Wednesday, August 31, 2011

So What's a Birthday All About, Alfie?


I had occasion to read of a person's disappointment in lack of guests for an apparent recent birthday … people who said they would stop by to celebrate, but obviously did not.

The person indicated that it hurt.

Got me to thinking … again … about the importance or lack thereof for celebrating birthdays.

When I was born, I had nothing … NOTHING to do with it. I don't know if I was planned or if I was the result of a casual, but not too carefully thought out romp in the hay. I was merely the outcome of a plan or the result of a romp that had no particular motive in mind except that it was probably something that the participants thought of as a good idea at the time.
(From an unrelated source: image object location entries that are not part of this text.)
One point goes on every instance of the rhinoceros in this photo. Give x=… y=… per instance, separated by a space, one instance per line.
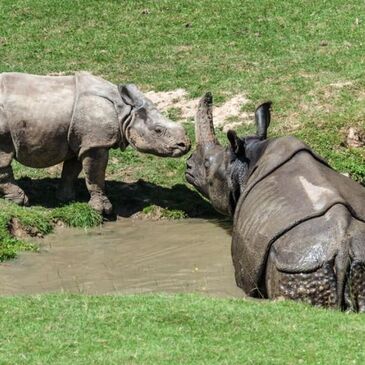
x=45 y=120
x=298 y=225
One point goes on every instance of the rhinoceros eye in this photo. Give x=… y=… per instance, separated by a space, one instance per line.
x=159 y=130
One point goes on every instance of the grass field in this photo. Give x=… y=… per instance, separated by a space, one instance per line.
x=182 y=329
x=306 y=57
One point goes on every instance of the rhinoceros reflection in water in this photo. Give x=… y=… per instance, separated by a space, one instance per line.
x=299 y=226
x=45 y=120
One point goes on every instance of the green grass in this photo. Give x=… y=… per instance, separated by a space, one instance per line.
x=181 y=329
x=295 y=54
x=38 y=221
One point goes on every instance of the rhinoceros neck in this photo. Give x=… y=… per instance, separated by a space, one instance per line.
x=238 y=178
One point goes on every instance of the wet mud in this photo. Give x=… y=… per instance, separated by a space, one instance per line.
x=128 y=257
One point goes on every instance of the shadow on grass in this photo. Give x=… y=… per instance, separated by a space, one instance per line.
x=127 y=198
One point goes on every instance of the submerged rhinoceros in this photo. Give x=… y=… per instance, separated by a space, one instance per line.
x=299 y=226
x=45 y=120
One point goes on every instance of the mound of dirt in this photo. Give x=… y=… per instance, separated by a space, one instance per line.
x=226 y=116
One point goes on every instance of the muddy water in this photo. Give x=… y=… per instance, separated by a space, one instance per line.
x=127 y=257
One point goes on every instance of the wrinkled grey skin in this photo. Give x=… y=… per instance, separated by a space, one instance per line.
x=45 y=120
x=298 y=226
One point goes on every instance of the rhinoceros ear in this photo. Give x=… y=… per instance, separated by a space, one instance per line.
x=130 y=94
x=237 y=144
x=263 y=117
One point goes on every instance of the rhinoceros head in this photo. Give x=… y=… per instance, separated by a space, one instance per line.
x=147 y=130
x=220 y=173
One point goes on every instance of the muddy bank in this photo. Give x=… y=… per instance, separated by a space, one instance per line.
x=127 y=257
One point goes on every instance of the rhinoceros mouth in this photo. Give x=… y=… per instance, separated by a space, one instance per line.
x=189 y=178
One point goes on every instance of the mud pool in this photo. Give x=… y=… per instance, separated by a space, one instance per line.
x=127 y=257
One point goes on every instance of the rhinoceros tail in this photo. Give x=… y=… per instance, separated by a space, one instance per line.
x=355 y=286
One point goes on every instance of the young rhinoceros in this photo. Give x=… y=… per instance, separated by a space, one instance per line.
x=299 y=226
x=45 y=120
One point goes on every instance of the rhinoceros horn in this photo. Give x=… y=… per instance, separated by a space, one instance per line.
x=262 y=117
x=204 y=128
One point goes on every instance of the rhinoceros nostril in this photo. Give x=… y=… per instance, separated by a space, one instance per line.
x=181 y=145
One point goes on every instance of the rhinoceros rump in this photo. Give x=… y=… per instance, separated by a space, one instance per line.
x=45 y=120
x=298 y=226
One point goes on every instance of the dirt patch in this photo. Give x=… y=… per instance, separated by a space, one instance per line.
x=228 y=115
x=355 y=137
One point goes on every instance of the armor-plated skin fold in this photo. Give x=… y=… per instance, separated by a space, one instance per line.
x=45 y=120
x=298 y=226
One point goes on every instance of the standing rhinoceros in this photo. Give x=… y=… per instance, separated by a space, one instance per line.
x=45 y=120
x=299 y=226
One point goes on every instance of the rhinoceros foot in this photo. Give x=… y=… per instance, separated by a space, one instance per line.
x=101 y=204
x=14 y=193
x=65 y=194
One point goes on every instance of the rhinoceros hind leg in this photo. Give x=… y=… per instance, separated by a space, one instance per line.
x=356 y=286
x=317 y=288
x=8 y=188
x=94 y=164
x=70 y=171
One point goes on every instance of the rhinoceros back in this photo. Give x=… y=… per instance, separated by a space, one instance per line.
x=289 y=188
x=38 y=112
x=95 y=116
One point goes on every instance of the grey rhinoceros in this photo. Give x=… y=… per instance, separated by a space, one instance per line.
x=45 y=120
x=298 y=226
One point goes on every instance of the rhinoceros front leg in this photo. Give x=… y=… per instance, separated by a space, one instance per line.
x=70 y=171
x=8 y=188
x=94 y=164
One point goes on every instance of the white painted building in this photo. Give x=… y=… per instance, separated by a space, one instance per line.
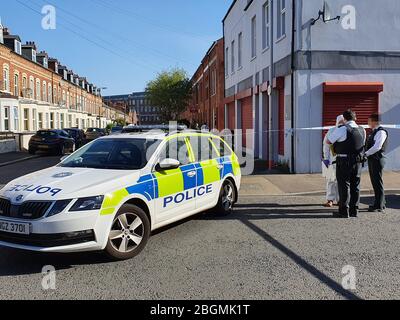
x=353 y=62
Sure, I was there on my birthday. That's probably why it's called my birthday. Yet I was not responsible for me being there.

I'd like to think that I was a welcomed guest at my "coming out" party, and, if I was planned, it's quite likely that I was welcomed. If I was unplanned, however, it kind of boils down to the inevitable consequence of casual sex. I was just "there," neither planned and possibly not welcome, but grudgingly accepted (and becoming "used to" in time).

So when my birthday comes along, should I be expected to celebrate a deed that I was not involved in or should I throw a party for those who are directly responsible for me being: my parents?

Cynical? I don't think I am. I just see no useful purpose in getting bent out of shape because people aren't slapping me on the back and "attaboying" me for something I had no part of. I had nothing to do with it.

Sure, it must be nice to get congratulatory cards or emails with well-wishes or presents, but in the strict sense, it's my parents who should get those. They are the two who were responsible for me.

If I made it to the "big 5 oh" that's great. But it's no guarantee that I'll make it to the bigger "6 oh" … if I take care of myself, I might. That might be a reason to celebrate the day that I was born on. I took the first steps to live a reasonably good life to get me to 60. Right?

Before you decide to regard me as a curmudgeon, think about it. What part did  I play in being born? What part did you play in your birthday? Think further about it. What, really, is there to celebrate?

Oh … if today is your birthday, happy birthday!

As always, comments and opposing  points of view are welcome!

1 comment:

Anonymous said...

You'll make it to 50 and well beyond my friend!!! I am going to bookmark this so I can go back and read it on MY birthday in a couple months. There's not much family left, and when there's alllll the hoopla people at work have celebrating "their" birthdays, huge parties, trips, etc, I tend to get a bit depressed. Your article will help with that!!!!